Cinderella Ate My Daughter

Jessica Bennett, the author of this article, is the former senior editor at Newsweek. She now works as a columnist for Time Magazine and and a frequent contributor to the New York Times, writing about gender issues, sexuality, and culture. She is also the executive editor of the popular microblogging website Tumblr. The NY Press Club named her the city’s best young journalist in 2011, and she has won many other awards. She actively speaks on feminism and women’s rights. This article was originally published in Newsweek in 2011.

‘Cinderella Ate My Daughter’: Are Princesses Bad for Girls’ Self-Esteem?

BY JESSICA BENNETT 1/26/11 AT 12:00 PM

When it comes to raising girls, today’s moms have plenty to worry about: self-image, depression, eating disorders, and, of course, a culture that teaches women that their worth is as much about their beauty as it is about their smarts. Peggy Orenstein knows this all too well: she’s written about girls for years as a critic for The New York Times, and her 1994 book Schoolgirls: Young Women, Self Esteem, and the Confidence Gap was a bestseller (as was her 2007 one). All of which is why, when Orenstein got pregnant, she kept to herself a dirty secret. “I was terrified at the thought of having a daughter,” she writes. “I was supposed to be an expert on girls’ behavior. What if, after all that, I wasn’t up to the challenge myself? What if I couldn’t raise the ideal daughter?”

In her new book, Cinderella Ate My Daughter, Orenstein documents her struggle to do just that: raise a daughter who is happy and self-confident amid a world that encourages little girls to engulf their rooms in pink chiffon and rhinestone tiaras. Yes, she’s talking about the princess complex—the little-girl love affair that starts with Cinderella and ends with sheets and toothbrushes and cups and tiaras and home décor and pint-size wedding gowns and myriad other products. And the ultrafeminine messages that come along with it.

This princess mania, many argue, leaves girls all mixed up: while they excel in school and outpace their male peers in science and math, they also obsess about Prince Charming and who has the prettiest dress, learning—from a mix of mass marketing and media—not that girls are strong, smart, or creative, but that each is a little princess of her own, judged by the beauty of her face (and gown). Just think about the fairy tales themselves: Cinderella, Sleeping Beauty, Snow White—all pitted against evil, ugly old women (read: age = awfulness), waiting for the prince they’ve never met to fall for their beauty (not smarts) and rescue them from misery. In The Little Mermaid, Ariel literally trades in her voice for the chance a man she’s never met will love her in return.

Orenstein’s own daughter didn’t start out princess-obsessed.

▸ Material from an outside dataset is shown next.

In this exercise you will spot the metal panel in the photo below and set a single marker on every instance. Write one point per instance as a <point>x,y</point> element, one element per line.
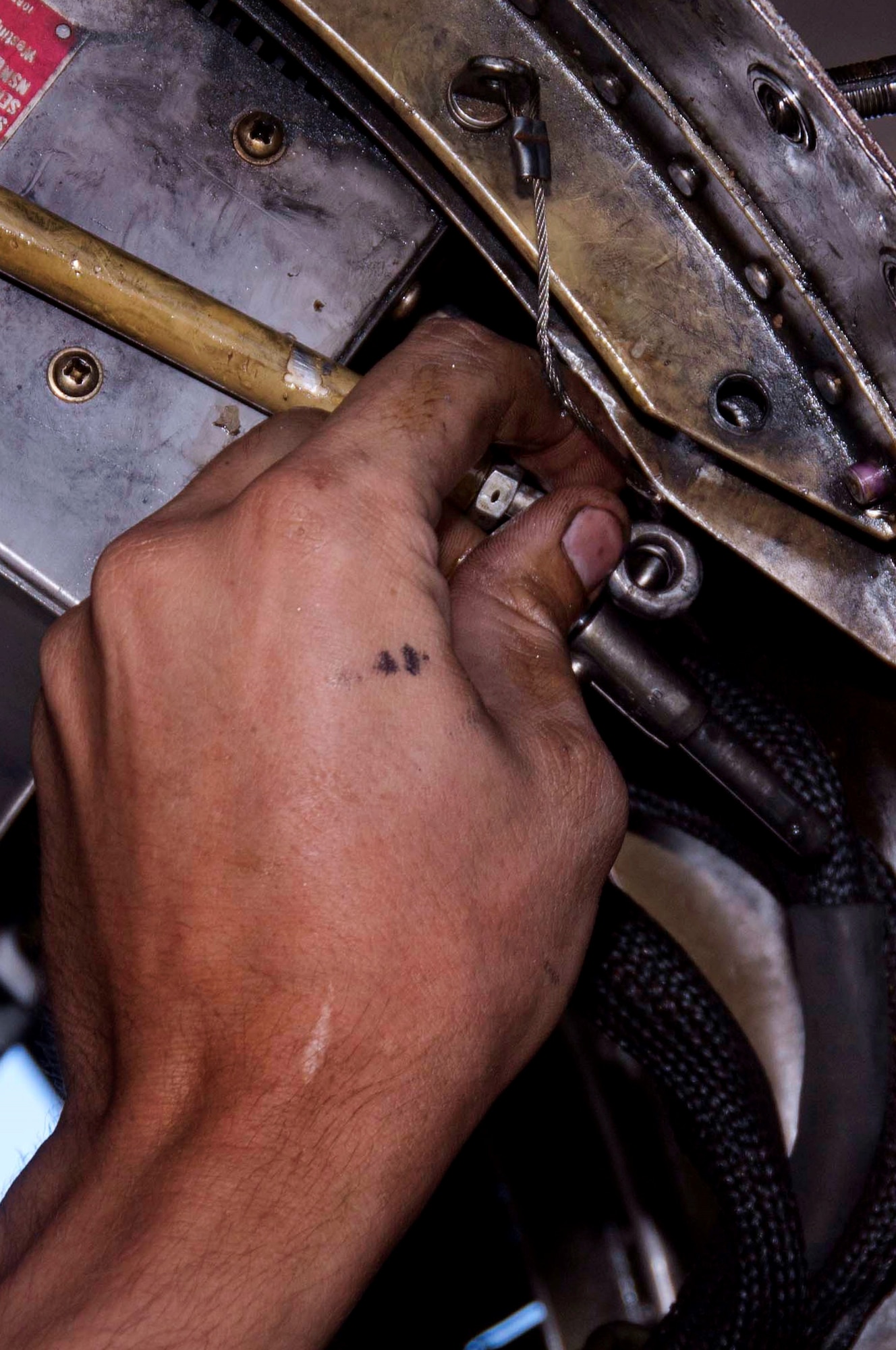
<point>134,142</point>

Daisy marched into her first day of preschool in Berkeley, Calif., in her favorite pinstriped overalls and carrying a Thomas the Tank Engine lunchbox. (Gender-neutrality success!) But it would be less than a month before the now-7-year-old would scream as her mother tried to wrestle her into pants, begging for a “real princess dress” with matching plastic high heels. Suddenly, as if on princess steroids, Orenstein began noticing princess mania at every turn: Daisy’s classmates—even one with two mothers—showed up to school in princess outfits. The supermarket checkout woman addressed her daughter with “Hi, Princess.” She found her daughter lying on the floor at a bat mitzvah, surrounded by a group of boys, waiting for her “prince” to come and wake her.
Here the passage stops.